The project begins in the early aftermath of such a stumble, with “Broken Heart Thing (feat. Dustin Lynch)” expressing the unsteady footing a breakup always brings. Matching a soothing acoustic melody with quiet desperation and a one-two punch of vocal reverb, a pair of wounded hearts struggle to move on after everything has changed – forced to mask their feelings of uncertain grief. 

From there Merlo’s story progresses through the stages of romantic recovery, with slow burning tracks like “Bar Fight,” depicting a knock-down drag-out battle between the head and heart. Her tender vocal and sweeping sonics capture a soul torn between giving in and going back or staying strong (but lonely). Likewise, the cinematic power ballad “Same Car” captures the paralyzing shock of returning to the scene of so much love, after the engine driving it has broken down for good. In “Middle of the Bed,” the last shred of post-leaving doubt seems to hit at the worst possible moment.

Written early in the project process, that striking roots-pop stunner writhes and aches with restless energy – an anthemic breakup banger lost in the pain of a midnight memory. A credit to Merlo’s skill in capturing emotional turmoil, her confidence falls like the waterfall vocal of the track’s chorus hook. 

“It’s like, ‘Okay, this breakup is the right thing to do. I feel good about this. I feel strong about this decision,’” she describes. ”And then in the middle of the night, your subconscious is reaching for this person still. It’s just these really intricate, zoomed-in moments and complexities of going through a heartbreak, but ultimately you have to know you’re on the path to something better.”

The tide finally turns in the empowering, country-pop singalong, “Good Grief” – a bridge to healing built on the rock-solid faith that everything happens for a reason. And with the EP-ending “ONE HOUSE DOWN (from the girl next door),” Merlo finds her hidden inner strength.

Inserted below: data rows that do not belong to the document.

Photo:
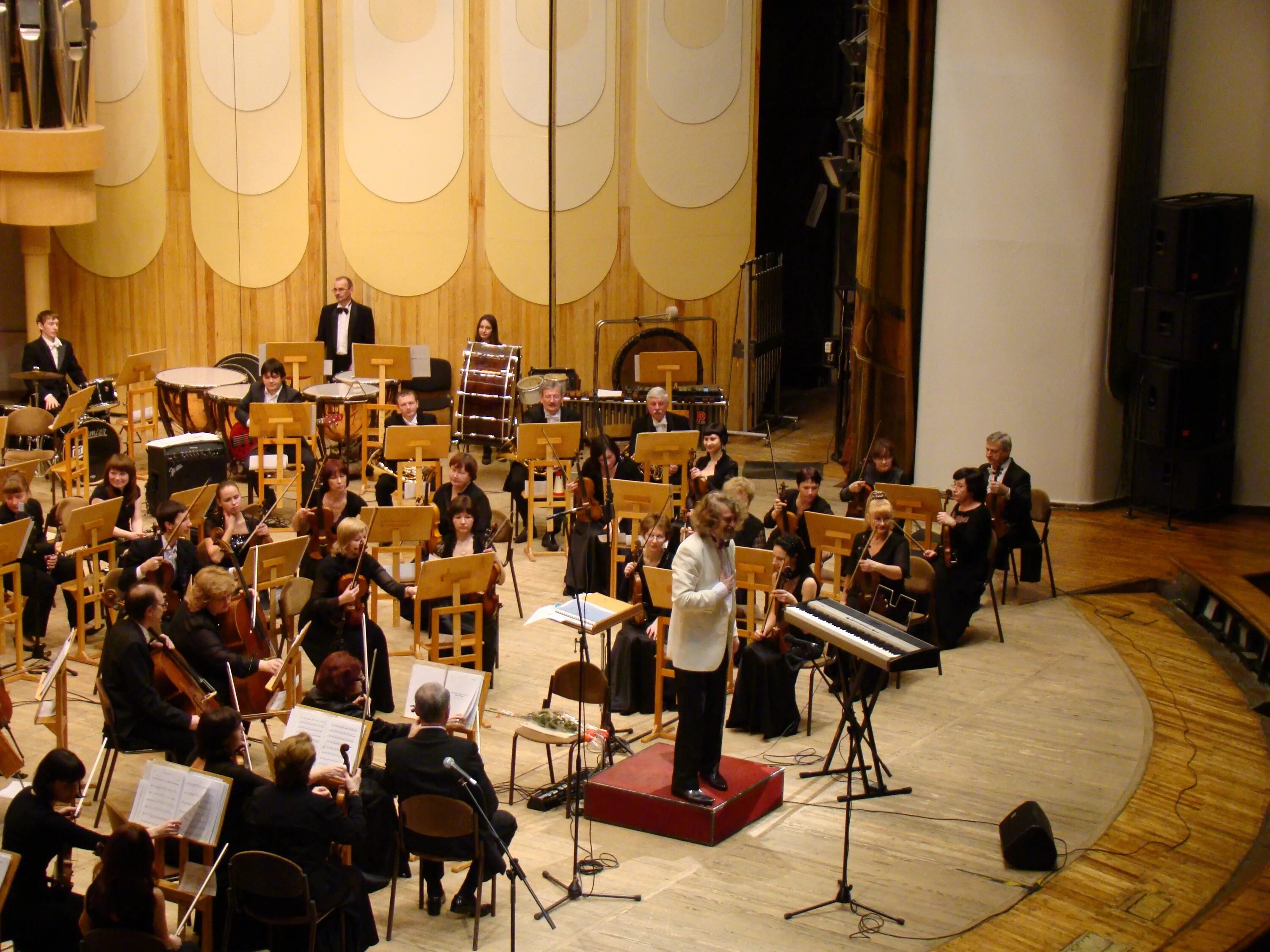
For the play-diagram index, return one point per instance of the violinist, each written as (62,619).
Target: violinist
(959,587)
(337,608)
(340,688)
(406,415)
(463,483)
(42,569)
(879,468)
(764,697)
(143,719)
(196,631)
(120,480)
(552,409)
(458,539)
(42,913)
(235,527)
(878,556)
(792,507)
(333,504)
(717,468)
(168,544)
(1010,493)
(633,657)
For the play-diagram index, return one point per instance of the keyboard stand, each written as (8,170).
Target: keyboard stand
(860,735)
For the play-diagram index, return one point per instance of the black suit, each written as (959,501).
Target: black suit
(36,356)
(519,475)
(414,766)
(361,330)
(286,395)
(1022,534)
(387,484)
(143,719)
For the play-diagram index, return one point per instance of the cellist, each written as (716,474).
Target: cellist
(337,608)
(196,631)
(143,718)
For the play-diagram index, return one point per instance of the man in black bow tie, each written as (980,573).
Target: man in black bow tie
(343,324)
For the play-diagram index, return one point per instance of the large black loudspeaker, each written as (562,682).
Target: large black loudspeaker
(1027,838)
(1201,243)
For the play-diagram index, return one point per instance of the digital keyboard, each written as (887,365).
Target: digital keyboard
(864,636)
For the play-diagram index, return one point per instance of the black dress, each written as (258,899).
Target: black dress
(633,657)
(374,855)
(40,916)
(959,588)
(329,633)
(764,697)
(301,827)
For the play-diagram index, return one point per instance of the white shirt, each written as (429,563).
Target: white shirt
(342,329)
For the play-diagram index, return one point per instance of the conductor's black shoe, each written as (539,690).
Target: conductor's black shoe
(694,796)
(467,905)
(715,780)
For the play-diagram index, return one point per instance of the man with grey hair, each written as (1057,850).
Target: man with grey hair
(417,766)
(1010,488)
(550,409)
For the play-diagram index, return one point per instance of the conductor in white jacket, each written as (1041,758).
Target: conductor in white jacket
(703,626)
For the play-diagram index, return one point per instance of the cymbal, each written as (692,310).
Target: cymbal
(37,375)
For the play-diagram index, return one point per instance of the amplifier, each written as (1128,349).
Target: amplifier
(187,461)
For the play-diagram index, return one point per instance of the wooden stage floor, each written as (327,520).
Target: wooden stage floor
(1090,706)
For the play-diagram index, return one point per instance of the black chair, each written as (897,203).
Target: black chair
(275,893)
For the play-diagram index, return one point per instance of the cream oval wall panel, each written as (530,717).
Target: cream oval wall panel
(695,84)
(402,160)
(404,79)
(582,61)
(120,50)
(585,150)
(249,153)
(244,70)
(693,164)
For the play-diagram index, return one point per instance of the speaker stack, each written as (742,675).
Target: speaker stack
(1185,336)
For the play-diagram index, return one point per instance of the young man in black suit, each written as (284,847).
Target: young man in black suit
(416,765)
(343,324)
(50,353)
(143,719)
(171,545)
(550,409)
(271,389)
(407,415)
(1009,479)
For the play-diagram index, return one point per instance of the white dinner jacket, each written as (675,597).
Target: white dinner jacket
(701,624)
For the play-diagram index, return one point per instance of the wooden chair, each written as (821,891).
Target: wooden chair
(441,818)
(273,891)
(564,683)
(1042,513)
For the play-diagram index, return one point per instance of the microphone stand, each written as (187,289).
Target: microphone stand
(514,866)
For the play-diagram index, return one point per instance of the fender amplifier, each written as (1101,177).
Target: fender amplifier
(187,461)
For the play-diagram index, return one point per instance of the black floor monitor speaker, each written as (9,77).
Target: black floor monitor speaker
(1027,838)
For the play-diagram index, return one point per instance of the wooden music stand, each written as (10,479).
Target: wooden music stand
(425,446)
(547,447)
(304,358)
(450,579)
(667,450)
(141,403)
(632,501)
(832,536)
(83,540)
(281,426)
(919,504)
(400,532)
(14,537)
(667,369)
(660,594)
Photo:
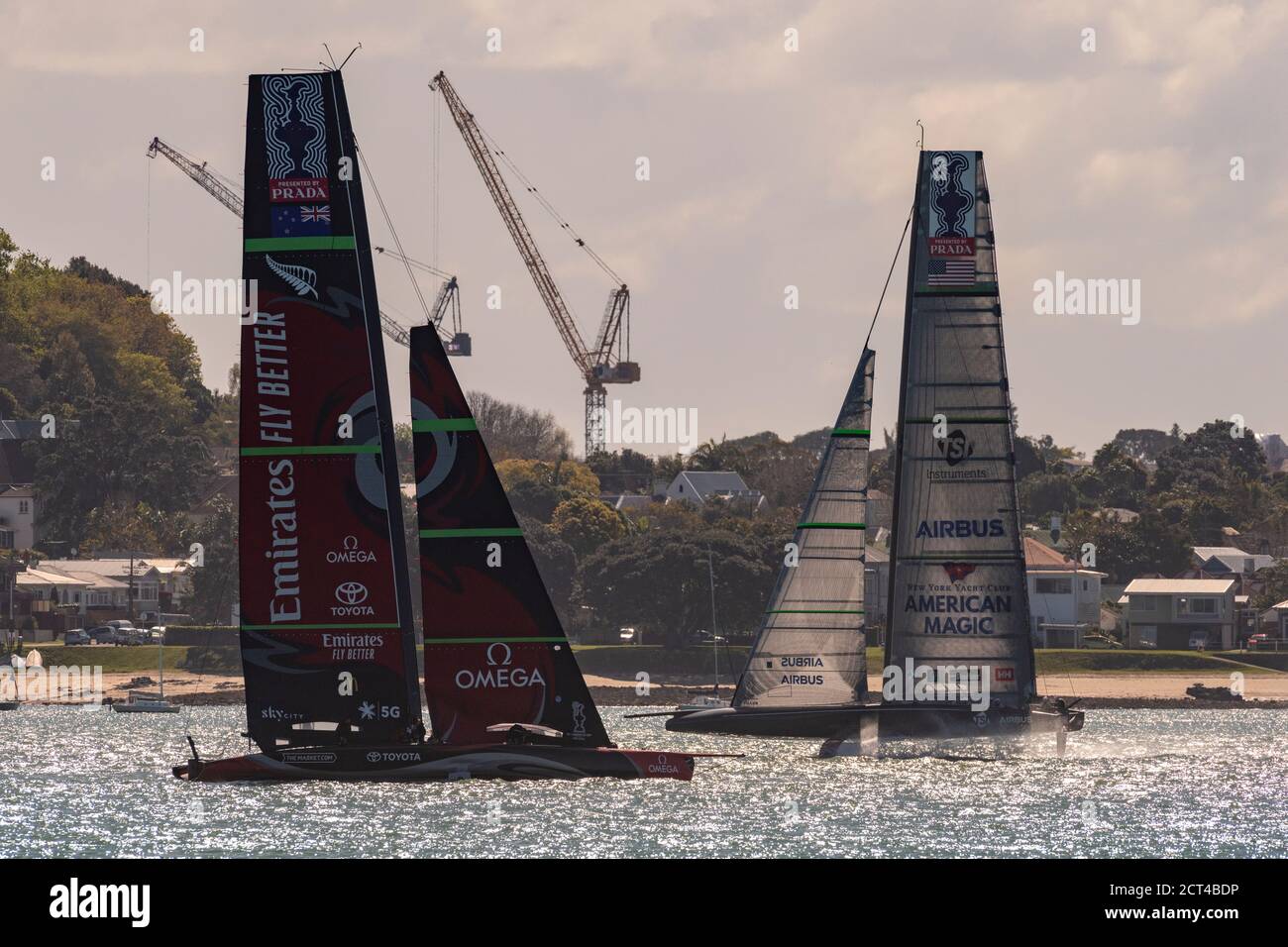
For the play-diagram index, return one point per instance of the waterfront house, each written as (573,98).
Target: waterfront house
(1180,613)
(114,591)
(1064,596)
(699,487)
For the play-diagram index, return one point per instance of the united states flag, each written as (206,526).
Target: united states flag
(951,272)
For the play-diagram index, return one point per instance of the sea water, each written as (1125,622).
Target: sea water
(1133,783)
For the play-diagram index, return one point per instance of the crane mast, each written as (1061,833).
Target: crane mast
(599,367)
(456,344)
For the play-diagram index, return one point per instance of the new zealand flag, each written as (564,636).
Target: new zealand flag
(301,221)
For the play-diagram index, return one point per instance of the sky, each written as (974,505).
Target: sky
(768,167)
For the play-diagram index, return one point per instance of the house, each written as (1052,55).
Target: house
(114,591)
(1176,613)
(16,467)
(52,602)
(1282,615)
(627,502)
(1064,596)
(880,508)
(699,487)
(175,582)
(18,517)
(1228,561)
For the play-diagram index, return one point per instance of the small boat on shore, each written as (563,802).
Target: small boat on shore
(141,702)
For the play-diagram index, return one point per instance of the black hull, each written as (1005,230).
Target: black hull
(768,722)
(888,720)
(436,763)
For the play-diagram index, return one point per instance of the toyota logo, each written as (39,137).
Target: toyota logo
(351,592)
(505,651)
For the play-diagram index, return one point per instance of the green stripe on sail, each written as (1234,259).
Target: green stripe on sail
(473,532)
(445,424)
(314,628)
(256,245)
(287,451)
(957,420)
(493,641)
(814,611)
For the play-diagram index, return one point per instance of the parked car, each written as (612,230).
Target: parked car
(1100,642)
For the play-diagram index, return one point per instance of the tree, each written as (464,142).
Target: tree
(120,453)
(214,581)
(1147,545)
(557,562)
(120,527)
(658,579)
(513,431)
(585,523)
(78,265)
(536,487)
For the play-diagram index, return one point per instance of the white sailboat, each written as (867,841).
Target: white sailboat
(140,702)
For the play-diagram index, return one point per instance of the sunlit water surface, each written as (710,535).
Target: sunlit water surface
(1134,783)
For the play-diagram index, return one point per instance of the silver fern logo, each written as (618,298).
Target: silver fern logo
(299,278)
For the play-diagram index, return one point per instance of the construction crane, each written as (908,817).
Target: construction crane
(608,361)
(223,189)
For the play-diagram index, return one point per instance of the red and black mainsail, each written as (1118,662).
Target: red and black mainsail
(494,650)
(326,625)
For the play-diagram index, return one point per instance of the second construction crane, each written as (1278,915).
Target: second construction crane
(608,360)
(447,303)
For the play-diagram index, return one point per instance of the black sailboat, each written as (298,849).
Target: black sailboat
(327,635)
(958,650)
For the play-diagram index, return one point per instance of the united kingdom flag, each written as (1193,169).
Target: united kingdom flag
(301,219)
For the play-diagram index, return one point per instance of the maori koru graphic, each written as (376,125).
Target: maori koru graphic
(295,133)
(947,195)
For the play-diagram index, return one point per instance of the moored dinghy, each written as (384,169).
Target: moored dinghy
(958,651)
(327,637)
(806,674)
(497,664)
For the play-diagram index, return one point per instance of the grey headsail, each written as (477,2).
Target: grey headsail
(957,586)
(810,648)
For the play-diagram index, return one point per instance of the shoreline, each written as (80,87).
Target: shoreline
(1091,690)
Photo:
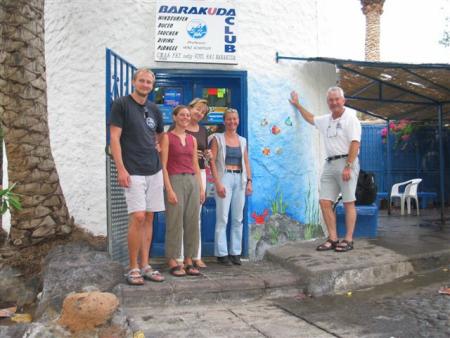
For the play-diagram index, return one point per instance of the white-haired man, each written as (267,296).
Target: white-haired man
(341,131)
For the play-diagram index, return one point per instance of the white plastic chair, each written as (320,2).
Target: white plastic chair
(411,193)
(395,193)
(405,196)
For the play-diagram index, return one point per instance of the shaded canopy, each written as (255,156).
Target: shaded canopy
(394,91)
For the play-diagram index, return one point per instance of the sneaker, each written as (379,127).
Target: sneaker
(236,260)
(224,261)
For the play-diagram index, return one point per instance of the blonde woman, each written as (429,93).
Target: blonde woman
(232,174)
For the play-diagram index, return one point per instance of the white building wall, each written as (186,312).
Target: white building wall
(77,33)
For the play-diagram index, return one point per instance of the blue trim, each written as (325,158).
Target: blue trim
(441,164)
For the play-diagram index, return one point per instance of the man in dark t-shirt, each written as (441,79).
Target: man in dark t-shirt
(136,126)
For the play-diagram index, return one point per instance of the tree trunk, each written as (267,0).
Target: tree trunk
(372,9)
(23,111)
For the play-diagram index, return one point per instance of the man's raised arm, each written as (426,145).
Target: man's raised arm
(305,113)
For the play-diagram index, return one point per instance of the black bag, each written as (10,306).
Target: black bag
(366,188)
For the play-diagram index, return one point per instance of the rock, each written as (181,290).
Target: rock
(65,229)
(71,267)
(88,310)
(278,230)
(15,289)
(44,230)
(14,330)
(47,329)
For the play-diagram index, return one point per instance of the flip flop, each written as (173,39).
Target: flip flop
(152,275)
(177,271)
(134,277)
(199,264)
(344,246)
(191,271)
(325,247)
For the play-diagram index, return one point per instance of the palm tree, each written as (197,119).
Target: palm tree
(23,113)
(372,9)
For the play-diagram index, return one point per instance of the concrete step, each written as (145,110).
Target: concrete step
(370,263)
(217,284)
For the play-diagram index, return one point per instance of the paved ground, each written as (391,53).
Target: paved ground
(266,300)
(409,307)
(404,245)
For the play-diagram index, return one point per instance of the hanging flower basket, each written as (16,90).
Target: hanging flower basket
(402,130)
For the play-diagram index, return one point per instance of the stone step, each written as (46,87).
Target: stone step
(368,264)
(217,284)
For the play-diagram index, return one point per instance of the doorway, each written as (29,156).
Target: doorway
(222,89)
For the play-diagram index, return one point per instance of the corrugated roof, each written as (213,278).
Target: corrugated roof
(393,90)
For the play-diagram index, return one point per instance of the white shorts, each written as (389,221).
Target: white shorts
(145,193)
(331,182)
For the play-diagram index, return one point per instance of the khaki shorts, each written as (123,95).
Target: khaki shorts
(331,182)
(145,193)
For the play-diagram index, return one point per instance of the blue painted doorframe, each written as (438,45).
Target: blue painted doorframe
(192,83)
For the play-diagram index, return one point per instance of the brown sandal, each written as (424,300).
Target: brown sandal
(325,247)
(344,246)
(191,270)
(134,277)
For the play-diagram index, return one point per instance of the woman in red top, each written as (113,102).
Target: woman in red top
(183,193)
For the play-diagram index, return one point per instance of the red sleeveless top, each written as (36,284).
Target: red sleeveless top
(179,160)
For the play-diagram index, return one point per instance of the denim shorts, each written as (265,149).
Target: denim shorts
(331,182)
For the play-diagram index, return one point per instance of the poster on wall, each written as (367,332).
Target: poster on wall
(198,32)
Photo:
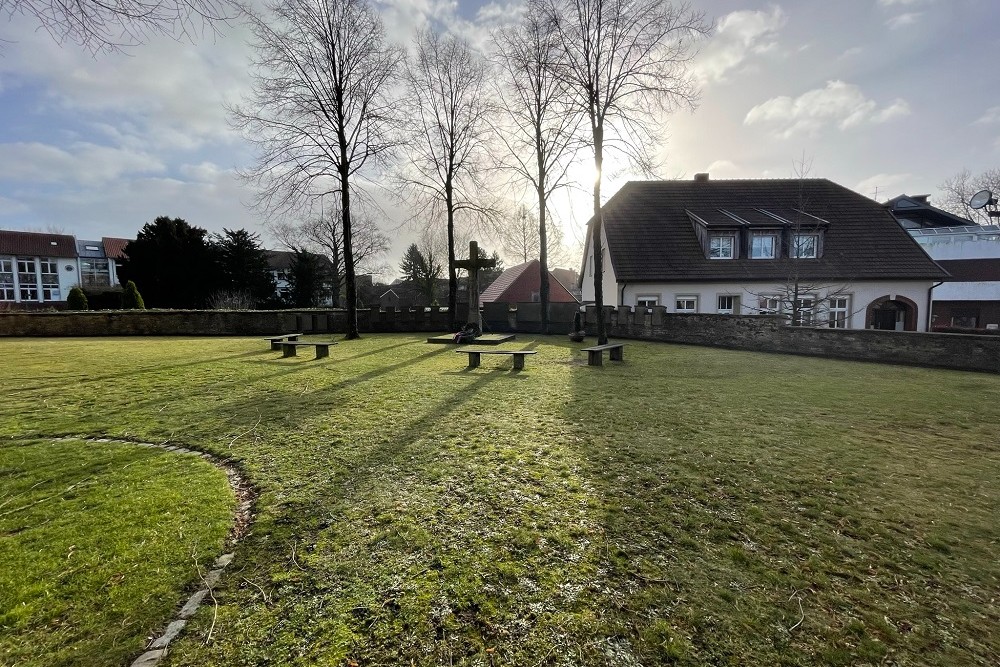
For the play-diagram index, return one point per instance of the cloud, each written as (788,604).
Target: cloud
(990,117)
(903,20)
(723,169)
(176,87)
(882,186)
(81,164)
(738,36)
(839,103)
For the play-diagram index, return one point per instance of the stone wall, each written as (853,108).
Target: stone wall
(750,332)
(767,333)
(217,322)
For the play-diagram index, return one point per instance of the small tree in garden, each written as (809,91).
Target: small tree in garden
(77,300)
(131,299)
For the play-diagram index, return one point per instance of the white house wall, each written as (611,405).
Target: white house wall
(609,282)
(861,295)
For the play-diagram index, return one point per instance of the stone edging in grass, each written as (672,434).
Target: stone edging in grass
(157,649)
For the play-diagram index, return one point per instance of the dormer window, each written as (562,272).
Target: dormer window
(805,246)
(722,246)
(764,245)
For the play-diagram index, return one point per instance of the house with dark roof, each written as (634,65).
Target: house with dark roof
(809,249)
(36,268)
(522,283)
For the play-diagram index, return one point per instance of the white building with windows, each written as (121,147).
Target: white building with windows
(809,249)
(36,269)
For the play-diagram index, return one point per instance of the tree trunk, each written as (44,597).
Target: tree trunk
(543,251)
(352,293)
(602,329)
(452,277)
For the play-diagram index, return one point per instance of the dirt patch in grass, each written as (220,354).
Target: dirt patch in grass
(98,544)
(690,506)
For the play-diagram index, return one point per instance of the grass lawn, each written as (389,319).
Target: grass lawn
(691,506)
(98,542)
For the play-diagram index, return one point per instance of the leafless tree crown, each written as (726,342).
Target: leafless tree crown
(958,190)
(103,26)
(322,99)
(626,62)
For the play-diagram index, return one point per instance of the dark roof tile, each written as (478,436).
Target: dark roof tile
(652,238)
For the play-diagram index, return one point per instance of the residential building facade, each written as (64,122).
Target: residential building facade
(810,250)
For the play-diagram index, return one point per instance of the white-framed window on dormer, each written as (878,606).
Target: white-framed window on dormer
(839,310)
(27,279)
(6,279)
(769,304)
(647,300)
(722,246)
(50,279)
(763,245)
(686,303)
(805,246)
(805,310)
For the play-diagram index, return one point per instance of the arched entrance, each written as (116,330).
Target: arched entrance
(892,314)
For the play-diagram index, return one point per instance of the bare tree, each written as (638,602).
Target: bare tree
(543,123)
(624,62)
(448,154)
(321,109)
(324,234)
(958,190)
(108,26)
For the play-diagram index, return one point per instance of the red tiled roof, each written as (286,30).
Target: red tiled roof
(35,244)
(503,281)
(519,283)
(114,247)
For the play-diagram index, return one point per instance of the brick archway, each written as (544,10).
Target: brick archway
(908,306)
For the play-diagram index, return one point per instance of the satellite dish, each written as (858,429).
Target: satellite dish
(981,199)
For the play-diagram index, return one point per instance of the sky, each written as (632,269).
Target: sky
(882,96)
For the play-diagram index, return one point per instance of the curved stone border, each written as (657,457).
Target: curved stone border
(241,524)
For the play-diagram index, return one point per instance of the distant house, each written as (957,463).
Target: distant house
(522,283)
(970,297)
(804,246)
(37,268)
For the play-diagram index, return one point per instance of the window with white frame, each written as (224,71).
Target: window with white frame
(729,304)
(804,311)
(686,304)
(95,272)
(840,308)
(769,304)
(805,246)
(50,279)
(647,300)
(722,246)
(763,245)
(27,279)
(6,279)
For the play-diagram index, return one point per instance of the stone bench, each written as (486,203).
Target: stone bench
(288,348)
(595,355)
(276,341)
(519,355)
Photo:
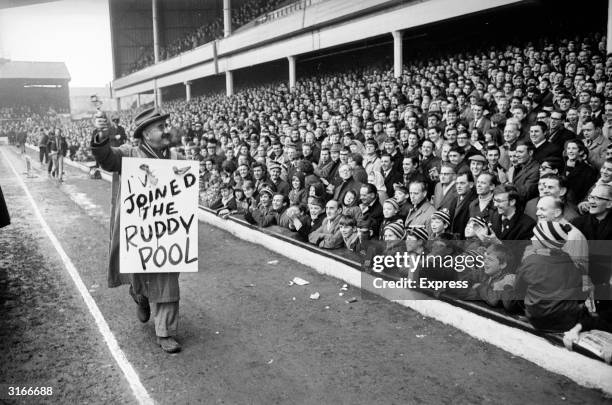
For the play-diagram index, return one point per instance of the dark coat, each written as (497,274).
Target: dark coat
(580,179)
(526,180)
(550,286)
(561,136)
(281,187)
(486,214)
(520,227)
(5,219)
(375,215)
(461,212)
(391,178)
(158,287)
(341,189)
(360,174)
(547,150)
(598,233)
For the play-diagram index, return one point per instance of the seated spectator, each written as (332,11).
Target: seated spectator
(526,173)
(548,281)
(349,232)
(445,193)
(227,203)
(280,185)
(492,155)
(422,209)
(440,223)
(496,288)
(483,206)
(371,209)
(313,219)
(264,214)
(350,205)
(297,194)
(543,149)
(390,215)
(555,186)
(328,235)
(509,223)
(356,163)
(347,183)
(249,202)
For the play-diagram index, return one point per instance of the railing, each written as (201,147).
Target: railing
(286,10)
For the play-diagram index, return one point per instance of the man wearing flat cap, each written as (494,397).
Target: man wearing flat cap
(153,292)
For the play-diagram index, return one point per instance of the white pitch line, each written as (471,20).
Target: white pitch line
(139,391)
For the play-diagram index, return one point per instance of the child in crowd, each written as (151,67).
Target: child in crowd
(350,205)
(350,234)
(390,216)
(440,222)
(402,197)
(227,203)
(298,194)
(496,284)
(416,236)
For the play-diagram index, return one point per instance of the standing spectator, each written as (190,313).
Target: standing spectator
(43,154)
(595,142)
(526,173)
(483,206)
(328,235)
(422,209)
(466,194)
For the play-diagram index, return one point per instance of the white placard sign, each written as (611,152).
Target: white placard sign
(159,216)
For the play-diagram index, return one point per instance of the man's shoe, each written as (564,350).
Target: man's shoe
(143,312)
(169,344)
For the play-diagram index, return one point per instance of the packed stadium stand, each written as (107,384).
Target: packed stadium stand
(473,145)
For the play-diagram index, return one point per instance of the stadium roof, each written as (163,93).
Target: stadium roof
(21,3)
(33,70)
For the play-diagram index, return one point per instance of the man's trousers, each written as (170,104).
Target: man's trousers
(165,315)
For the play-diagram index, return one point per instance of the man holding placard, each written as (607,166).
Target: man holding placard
(154,225)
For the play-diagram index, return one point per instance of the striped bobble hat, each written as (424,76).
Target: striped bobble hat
(393,203)
(397,228)
(551,234)
(418,231)
(479,221)
(443,215)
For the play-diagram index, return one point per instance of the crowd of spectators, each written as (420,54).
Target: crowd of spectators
(503,154)
(242,15)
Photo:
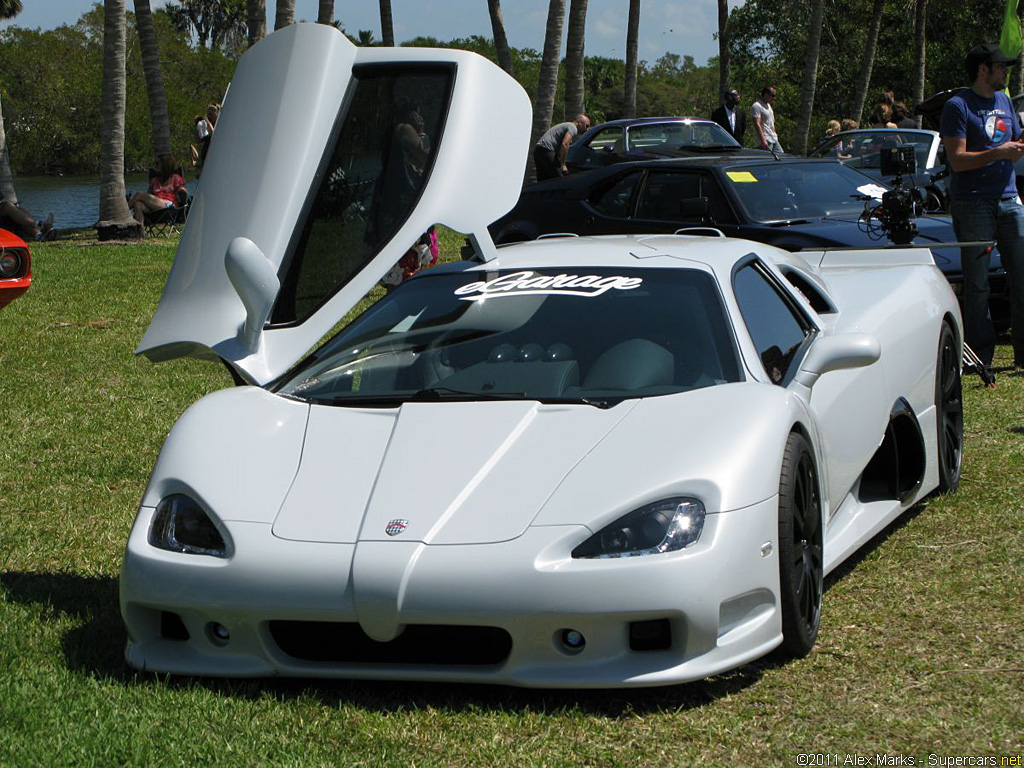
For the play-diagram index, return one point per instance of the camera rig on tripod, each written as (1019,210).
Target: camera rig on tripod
(893,215)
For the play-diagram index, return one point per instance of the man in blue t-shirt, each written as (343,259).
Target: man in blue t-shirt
(981,134)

A big-picture anthem of self-appreciation, wrapped in the comfort of a ‘90s-country throwback, upbeat country rock collides with soaring vocal energy and “a quintessential Keith Urban guitar solo,” as an everyday girl learns to embrace who she is. One who’s worthy of her dreams in love and in life, even without being Instagram-perfect. Merlo took a bold chance in asking Urban to take part, and says his contribution only confirms her message: the world needs all kinds of people, so be bold and be proud.

“I remember feeling all of these emotions and trying to navigate through them, and now I’m really passionate about writing powerful characters,” she explains. “I want young girls – and maybe my future daughter one day – to hear these songs and be like, ‘She was strong. She made mistakes and she messed up, but she tried her best, and loved herself through it.’”

“At the end of the day, if they feel like they are one house down from the girl next door and not enough, I hope this EP can feel really honest,” she goes on. “I hope it makes people feel heard, seen and understood.”